This post has been corrected. See the note at the bottom for details.
Universal Pictures' decision Wednesday to shut down production of "Fast & Furious 7" following the death of star Paul Walker is a blow to Georgia's burgeoning film industry.
"Fast & Furious 7" was among the biggest movies to date to film in Georgia, which has experienced a surge in production since 2008, when the state expanded its film tax credit from 15% to a maximum of 30%.
The film tax credit was one of the chief draws for "Fast & Furious 7," which began production in Georgia on Sept. 9 and was scheduled to shoot through Jan. 10, according to the Georgia Film Office. Filming was due to resume after the Thanksgiving weekend but was halted following Walker's death in a car accident in Valencia on Saturday.
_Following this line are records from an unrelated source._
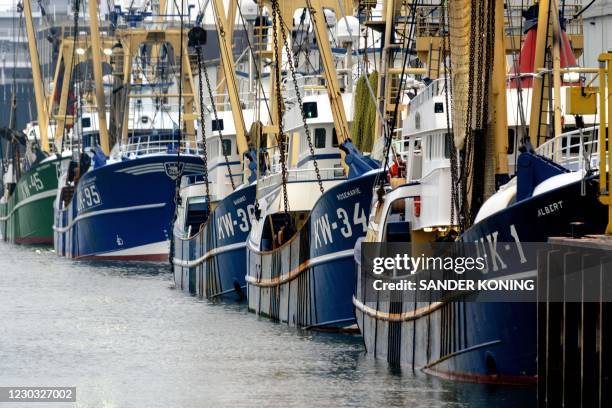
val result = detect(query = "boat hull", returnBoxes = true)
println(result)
[172,184,256,300]
[247,173,378,330]
[0,158,61,245]
[354,176,607,384]
[53,154,202,262]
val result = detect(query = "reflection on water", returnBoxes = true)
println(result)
[0,244,535,408]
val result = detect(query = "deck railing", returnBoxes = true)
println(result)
[536,127,599,171]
The studio released a statement Wednesday confirming that it won’t be resuming production on the movie’s Atlanta set for an undefined period.
"'Fast & Furious' is one of the largest film productions we have had in Georgia,'' said Stefanie Paupeck, spokeswoman for the Georgia Film Office.
The movie has an estimated budget of about $160 million and employed more than 100 crew members. It was also scheduled to shoot in Abu Dhabi.
Most recently, the "Fast & Furious" crew had been filming at a new development in Gwinnett County called the Atlanta Media Campus & Studios, where producers had built sets and used a large blue screen outside, Paupeck said.
Other “Fast & Furious 7” filming locations included downtown Atlanta, including the Georgia World Congress Center, Ft. Gillem, and a rock quarry in Stockbridge.
Georgia is now one of the leading film destinations outside of California.
Film productions generated $3.3 billion in economic impact in Georgia during fiscal year 2013, according to a recent report from the Film Office.
In addition to "Fast & Furious 7," the state is hosting the two installments of "The Hunger Games: Mocking Jay" ("The Hunger Games: Catching Fire" also filmed in Georgia), "Dumb and Dumber To," and "Barely Lethal" with Jessica Alba, as well as several TV shows, including the hit AMC series "The Walking Dead," which is based in Senoia, and the new AMC series, "Halt & Catch Fire."
For the record, December 6: A previous version of this post described "Barely Lethal" as a TV series. It is a movie.